Governmental data on settlement construction for all of 2010 is not likely to be available until the end of February.

No full calculation was ever presented regarding the number of housing units on which work was suspended from November 26, 2009, to September 26, 2010. But based on past figures from the Central Bureau of Statistics, it was likely that work on anywhere from 1,000 to 1,600 housing units was affected.

According to the CBS, there were 2,107 housing starts in West Bank settlements in 2008 and 1,888 in 2009.

If settlers hope to reach the same level of activity in 2010, they would have to lay between 762 and 981 foundations in the next seven weeks.

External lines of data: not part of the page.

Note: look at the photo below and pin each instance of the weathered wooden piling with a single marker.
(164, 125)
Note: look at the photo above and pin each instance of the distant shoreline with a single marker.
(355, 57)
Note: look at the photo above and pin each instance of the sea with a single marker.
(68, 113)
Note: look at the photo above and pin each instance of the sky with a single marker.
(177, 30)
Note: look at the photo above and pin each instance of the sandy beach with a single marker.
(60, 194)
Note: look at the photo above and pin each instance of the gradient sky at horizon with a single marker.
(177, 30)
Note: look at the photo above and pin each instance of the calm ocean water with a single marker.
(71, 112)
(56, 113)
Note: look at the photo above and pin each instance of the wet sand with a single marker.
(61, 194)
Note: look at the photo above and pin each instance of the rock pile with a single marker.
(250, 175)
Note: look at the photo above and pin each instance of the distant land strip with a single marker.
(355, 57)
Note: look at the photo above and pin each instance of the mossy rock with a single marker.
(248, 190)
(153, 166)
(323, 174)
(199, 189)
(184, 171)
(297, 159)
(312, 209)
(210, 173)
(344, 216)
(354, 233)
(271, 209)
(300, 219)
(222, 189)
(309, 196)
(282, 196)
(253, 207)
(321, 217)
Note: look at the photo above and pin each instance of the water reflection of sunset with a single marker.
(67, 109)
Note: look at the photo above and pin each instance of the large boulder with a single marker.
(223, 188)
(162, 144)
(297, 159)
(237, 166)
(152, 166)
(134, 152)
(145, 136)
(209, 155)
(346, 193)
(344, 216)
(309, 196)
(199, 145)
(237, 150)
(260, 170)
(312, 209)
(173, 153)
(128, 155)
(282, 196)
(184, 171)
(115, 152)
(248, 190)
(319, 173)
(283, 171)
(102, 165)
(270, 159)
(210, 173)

Peace Now called on Prime Minister Binyamin Netanyahu to renew the moratorium on new construction.

“The freeze had turned into a 10-month delay. If it is not followed by a second freeze, it will become irrelevant,” said Hagit Ofran, who heads the Peace Now Settlement Watch Team.

The Council of Jewish Communities of Judea, Samaria and the Gaza Strip bitterly attacked the report and said it only wished that the “hallucinatory figures” were true.

Peace Now never misses an opportunity to “sabotage” Israel’s diplomatic interests, council head Dani Dayan said.

With this “garbled” report, Peace Now is trying to “incite” a disagreement between the United States and Israel, Dayan said.

It represents a “nasty and transparent” attempt by Peace Now to force the government to adopt an extremist left-wing policy, he said.

According to Peace Now, there are new housing starts in 61 out of the 121 settlements.

It added that 34 percent of the new construction was in settlements located outside the route of the West Bank security barrier.

The bulk of new work involves small projects of less than 50 units, according to the report. The largest new project, of 216 units, is in Betar Illit, the second largest Jewish West Bank community.

Leaders of that settlement – which typically contributes to a fair amount of new housing – have said that they are out of construction permits and cannot build beyond this project.

Construction numbers were low, 94 units, in Modi’in Illit, which is the largest settlement and normally builds hundreds of apartments every year. Similarly, the third largest settlement, Ma’aleh Adumim, has only registered 24 new homes since the moratorium expired.

Like Betar Illit, it has also said that it is out of construction permits.